Reichs-/Staats- und Etappentelegraphie wurden demnach gemäß dem heutigen Grundsatz bei Verbindungen „von oben nach unten“ eingesetzt, während der Einsatz der Feldtelegraphie mit den Armee- sowie Korps-Telegraphen-Abteilungen grundsätzlich genau umgekehrt „von unten nach oben“ erfolgte und nur die Korps-Telegraphen-Abteilungen ggf. auch Divisionsgefechtsstände anschlossen.

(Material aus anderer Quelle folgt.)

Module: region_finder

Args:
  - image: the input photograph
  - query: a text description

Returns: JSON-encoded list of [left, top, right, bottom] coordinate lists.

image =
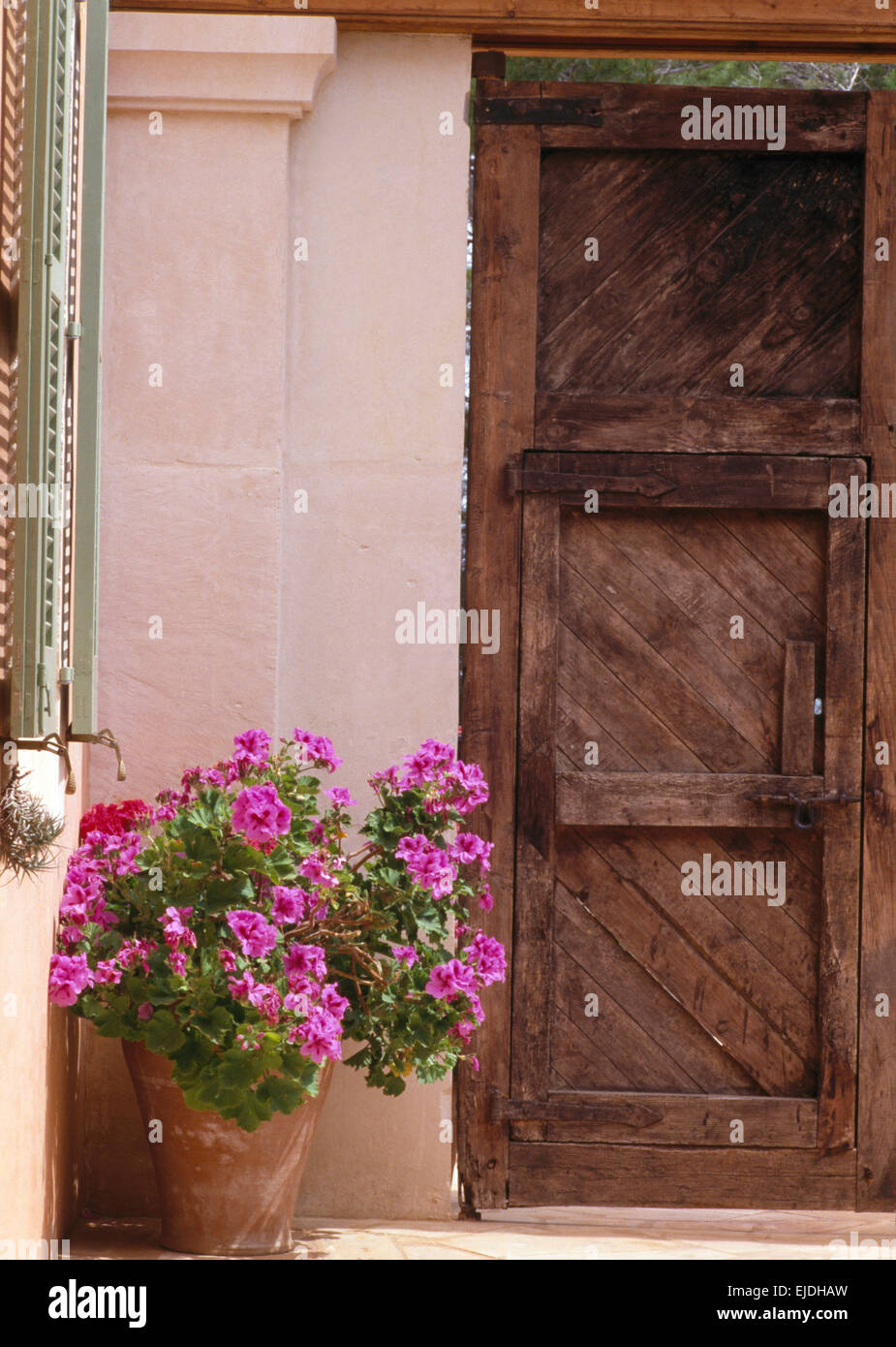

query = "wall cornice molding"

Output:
[[109, 14, 337, 120]]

Einsatzbereiche sowie Aufgaben der Militär- und Reichs-/Staatstelegraphie

Die kompaniestarken Korps-Telegraphen-Abteilungen wurden dazu bei Mobilmachung aus den Kompanien der Telegraphenbataillone gebildet und waren in vier Telegraphenzüge sowie einen Train zum Materialtransport gegliedert. Jeder Zug verfügte über 21,6 km Feldkabel, 20 km dünnen Leitungs- und 1 km Stahldraht zum Bau von Telegraphenlinien sowie über jeweils drei Feld-Telegraphen- und Patrouillenapparate und drei sogenannte „Kopftelephone“, d.h. Kopfhörer für „Summerbetrieb“. Für den Bau der 21,6 km Feldkabel wurden je nach Bauart (Tief-/Hochbau) fünf bis 20 Stunden benötigt.


Zwischenzeitlich war auch in Bayern das Personal im Feldtelegraphendienst aus den zwei bayerischen Pionierbataillonen herausgelöst sowie ab 1. Oktober 1901 in einer selbstständigen Telegraphenkompanie und mit der Militär-Telegraphenschule unter Umbenennung in Kavallerie-Telegraphenschule zusammengefasst worden.

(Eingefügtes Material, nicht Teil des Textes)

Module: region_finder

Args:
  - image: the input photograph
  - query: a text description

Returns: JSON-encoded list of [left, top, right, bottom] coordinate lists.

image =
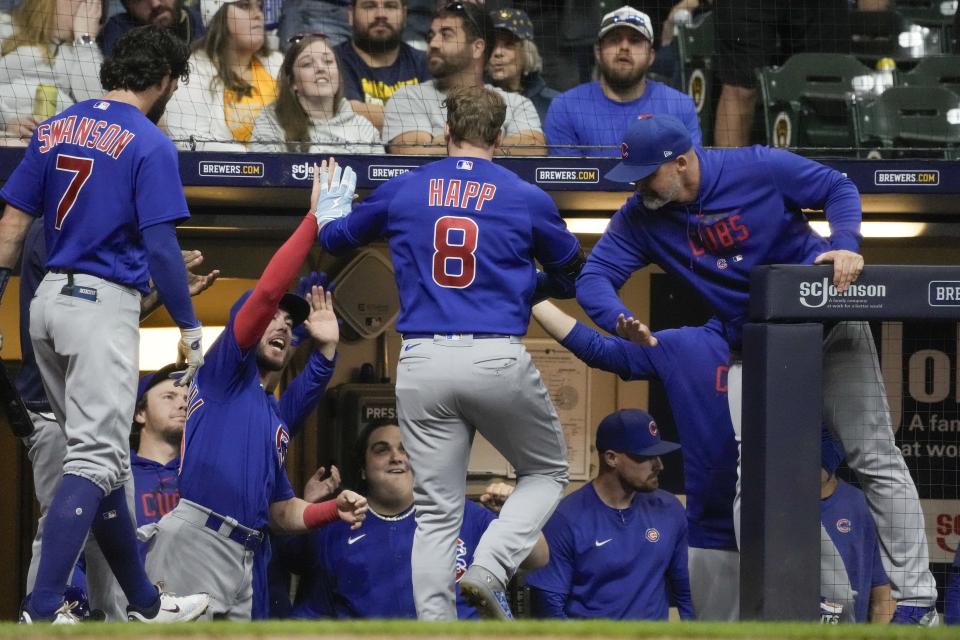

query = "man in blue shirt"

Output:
[[334, 0, 430, 129], [577, 114, 938, 625], [527, 409, 694, 620], [544, 7, 701, 156]]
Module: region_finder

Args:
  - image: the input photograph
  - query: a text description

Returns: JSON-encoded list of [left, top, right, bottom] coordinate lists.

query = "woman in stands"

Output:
[[250, 35, 384, 153], [0, 0, 103, 146], [166, 0, 283, 151]]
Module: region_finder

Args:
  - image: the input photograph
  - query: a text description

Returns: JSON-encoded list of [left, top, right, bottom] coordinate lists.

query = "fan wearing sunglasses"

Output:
[[383, 2, 544, 155], [250, 34, 383, 153]]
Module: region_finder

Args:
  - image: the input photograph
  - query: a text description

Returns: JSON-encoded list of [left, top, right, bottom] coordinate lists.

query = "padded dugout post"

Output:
[[740, 324, 823, 621]]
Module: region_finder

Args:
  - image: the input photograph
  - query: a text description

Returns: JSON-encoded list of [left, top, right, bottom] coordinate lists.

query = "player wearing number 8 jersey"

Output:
[[320, 87, 583, 620], [0, 27, 208, 623]]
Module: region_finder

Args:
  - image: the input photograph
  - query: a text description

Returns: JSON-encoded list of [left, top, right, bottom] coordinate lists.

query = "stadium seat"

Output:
[[758, 53, 873, 150], [857, 87, 960, 159], [677, 12, 715, 145], [897, 55, 960, 94], [850, 11, 949, 63]]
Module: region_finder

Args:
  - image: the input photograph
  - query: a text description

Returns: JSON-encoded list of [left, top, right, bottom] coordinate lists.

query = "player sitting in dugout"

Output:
[[275, 420, 548, 619]]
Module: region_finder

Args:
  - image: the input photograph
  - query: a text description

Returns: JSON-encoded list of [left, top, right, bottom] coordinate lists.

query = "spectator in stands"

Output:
[[166, 0, 283, 151], [527, 409, 694, 620], [336, 0, 430, 130], [250, 36, 383, 153], [100, 0, 204, 56], [714, 0, 852, 147], [279, 0, 351, 50], [820, 433, 896, 624], [0, 0, 103, 146], [544, 6, 701, 156], [278, 420, 547, 618], [383, 2, 544, 155], [487, 9, 560, 122]]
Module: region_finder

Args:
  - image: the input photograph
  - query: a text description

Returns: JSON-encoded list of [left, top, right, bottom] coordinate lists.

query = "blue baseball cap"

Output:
[[137, 362, 187, 404], [597, 409, 680, 456], [604, 113, 693, 182]]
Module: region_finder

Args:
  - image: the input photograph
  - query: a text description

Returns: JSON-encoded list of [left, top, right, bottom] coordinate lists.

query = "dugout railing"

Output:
[[740, 265, 960, 621]]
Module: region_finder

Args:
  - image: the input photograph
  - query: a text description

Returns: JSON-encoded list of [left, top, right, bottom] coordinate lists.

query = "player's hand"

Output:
[[180, 249, 220, 296], [73, 0, 103, 40], [303, 286, 340, 357], [174, 325, 203, 387], [4, 115, 39, 140], [617, 313, 658, 347], [303, 465, 340, 502], [480, 482, 513, 513], [337, 490, 367, 529], [813, 249, 863, 293], [310, 158, 357, 227]]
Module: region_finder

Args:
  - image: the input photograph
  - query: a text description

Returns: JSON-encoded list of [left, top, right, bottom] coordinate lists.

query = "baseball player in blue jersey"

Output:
[[527, 409, 694, 620], [0, 27, 208, 623], [320, 87, 582, 620], [284, 420, 547, 619], [533, 300, 740, 621], [820, 432, 893, 623], [147, 160, 366, 620], [577, 115, 937, 625]]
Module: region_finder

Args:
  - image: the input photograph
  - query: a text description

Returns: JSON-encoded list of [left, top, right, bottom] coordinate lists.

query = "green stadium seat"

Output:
[[758, 53, 873, 153], [897, 55, 960, 94], [857, 87, 960, 159], [677, 12, 715, 145]]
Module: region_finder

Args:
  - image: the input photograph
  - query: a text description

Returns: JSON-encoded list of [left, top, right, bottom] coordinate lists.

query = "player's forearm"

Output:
[[142, 222, 200, 329], [233, 214, 317, 349], [533, 300, 577, 342]]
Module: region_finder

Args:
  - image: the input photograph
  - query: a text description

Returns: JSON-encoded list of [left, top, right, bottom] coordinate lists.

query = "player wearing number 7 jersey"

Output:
[[320, 87, 583, 620], [0, 27, 208, 623]]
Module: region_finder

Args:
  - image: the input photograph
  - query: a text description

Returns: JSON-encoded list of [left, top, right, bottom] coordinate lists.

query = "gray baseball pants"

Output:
[[138, 498, 254, 620], [396, 334, 568, 620], [727, 322, 937, 607]]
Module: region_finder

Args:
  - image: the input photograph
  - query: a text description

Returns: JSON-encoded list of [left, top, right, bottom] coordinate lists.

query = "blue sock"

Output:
[[92, 487, 159, 609], [29, 474, 103, 618]]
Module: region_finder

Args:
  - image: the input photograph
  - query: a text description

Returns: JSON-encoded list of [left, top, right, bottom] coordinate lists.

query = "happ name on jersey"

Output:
[[37, 116, 137, 160], [428, 178, 497, 211]]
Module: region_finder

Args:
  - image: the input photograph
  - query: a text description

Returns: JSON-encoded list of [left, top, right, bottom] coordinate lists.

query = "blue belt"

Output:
[[401, 333, 516, 340], [203, 513, 264, 551]]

Mit Inkraftsetzung des Mobilmachungsplanes 1902/03 hatten die bestehenden drei Telegraphenbataillone nun im Kriegsfall bereits jeweils acht Armee-Telegraphenabteilungen und Etappen-Telegraphendirektionen für die 1. – 8. Armee, 24 Korps-Telegraphenabteilungen für Gardekorps, I. – XIX. und XXII. Preuß. Armeekorps sowie I. – III. Bayr. Armeekorps und zudem drei Telegraphenkompanien für das Besatzungsheer als Ersatz-Kompanien aufzustellen.

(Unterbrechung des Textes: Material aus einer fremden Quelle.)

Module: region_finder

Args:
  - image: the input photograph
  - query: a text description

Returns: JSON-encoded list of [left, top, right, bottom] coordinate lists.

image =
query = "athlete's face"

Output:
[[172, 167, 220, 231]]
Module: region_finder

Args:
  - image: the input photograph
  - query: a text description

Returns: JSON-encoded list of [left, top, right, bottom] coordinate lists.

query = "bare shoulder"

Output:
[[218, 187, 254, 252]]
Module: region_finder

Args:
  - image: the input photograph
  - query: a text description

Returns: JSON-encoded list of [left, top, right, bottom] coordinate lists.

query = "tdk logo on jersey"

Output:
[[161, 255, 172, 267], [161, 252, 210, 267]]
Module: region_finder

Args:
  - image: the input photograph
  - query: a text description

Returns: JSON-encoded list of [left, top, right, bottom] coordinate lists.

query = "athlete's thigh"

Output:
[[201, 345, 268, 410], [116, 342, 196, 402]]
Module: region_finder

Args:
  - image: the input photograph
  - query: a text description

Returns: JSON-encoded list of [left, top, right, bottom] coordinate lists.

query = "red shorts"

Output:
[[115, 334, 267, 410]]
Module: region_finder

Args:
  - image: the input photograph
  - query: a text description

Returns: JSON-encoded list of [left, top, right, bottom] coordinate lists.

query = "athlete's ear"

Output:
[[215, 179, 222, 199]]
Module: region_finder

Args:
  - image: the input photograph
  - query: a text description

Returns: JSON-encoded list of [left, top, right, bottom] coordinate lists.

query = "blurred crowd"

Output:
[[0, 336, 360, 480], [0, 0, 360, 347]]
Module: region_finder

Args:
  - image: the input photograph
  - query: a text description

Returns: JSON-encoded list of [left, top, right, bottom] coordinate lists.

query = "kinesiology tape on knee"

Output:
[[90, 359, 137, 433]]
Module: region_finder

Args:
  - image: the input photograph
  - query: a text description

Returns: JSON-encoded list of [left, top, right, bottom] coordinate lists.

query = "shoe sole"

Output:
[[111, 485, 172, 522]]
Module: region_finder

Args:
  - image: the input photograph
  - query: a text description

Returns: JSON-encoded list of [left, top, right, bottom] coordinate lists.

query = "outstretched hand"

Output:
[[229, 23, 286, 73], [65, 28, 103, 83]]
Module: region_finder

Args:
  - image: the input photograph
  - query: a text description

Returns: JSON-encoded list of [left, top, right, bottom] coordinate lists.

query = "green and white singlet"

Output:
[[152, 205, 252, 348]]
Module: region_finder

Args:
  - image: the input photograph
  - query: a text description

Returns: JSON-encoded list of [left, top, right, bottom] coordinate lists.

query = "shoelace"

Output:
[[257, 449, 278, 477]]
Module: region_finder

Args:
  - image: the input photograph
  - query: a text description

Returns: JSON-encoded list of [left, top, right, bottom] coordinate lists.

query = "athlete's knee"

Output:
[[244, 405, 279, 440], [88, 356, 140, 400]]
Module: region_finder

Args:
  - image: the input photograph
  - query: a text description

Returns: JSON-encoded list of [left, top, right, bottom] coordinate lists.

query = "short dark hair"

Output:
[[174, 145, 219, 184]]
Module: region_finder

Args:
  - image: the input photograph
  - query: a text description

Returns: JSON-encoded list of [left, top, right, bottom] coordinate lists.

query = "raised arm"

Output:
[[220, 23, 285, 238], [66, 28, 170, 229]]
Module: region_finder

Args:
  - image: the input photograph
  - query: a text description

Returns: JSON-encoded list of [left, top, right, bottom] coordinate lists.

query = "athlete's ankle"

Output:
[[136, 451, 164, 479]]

Ab 1. April 1904 wurden die bisher zu den Train-Bataillonen gehörenden Bespannungsabteilungen in die Struktur der Telegraphen-Bataillone eingeordnet. 

Zum 1. Mai 1905 wurde die kompaniestarke „Funken-Telegraphenabteilung“ des Luftschiffer-Bataillons mit einer stationären Kasernen-Funkstation und fünf fahrbaren Ballonstationen (siehe Tafel 14 und 16) dem Telegraphen-Bataillon Nr. 1 zugeordnet. Im Laufe des Jahres 1906 warf dann die damit der Telegraphentruppe neu zugewiesene Funkentelegraphie ihre Schatten voraus: In der Offizierweiterbildung wurde die Funktechnik bereits behandelt und für die z.B. bei Telegraphenbataillon Nr. 3 in Koblenz geplante „Funken-Telegraphenabteilung“ wurden im Laufe des Jahres 1907 mit überraschender Geschwindigkeit ein Werkstattgebäude mit Funkerturm, ein neues Stallgebäude und ein neues Stockwerk mit Hörsälen errichtet.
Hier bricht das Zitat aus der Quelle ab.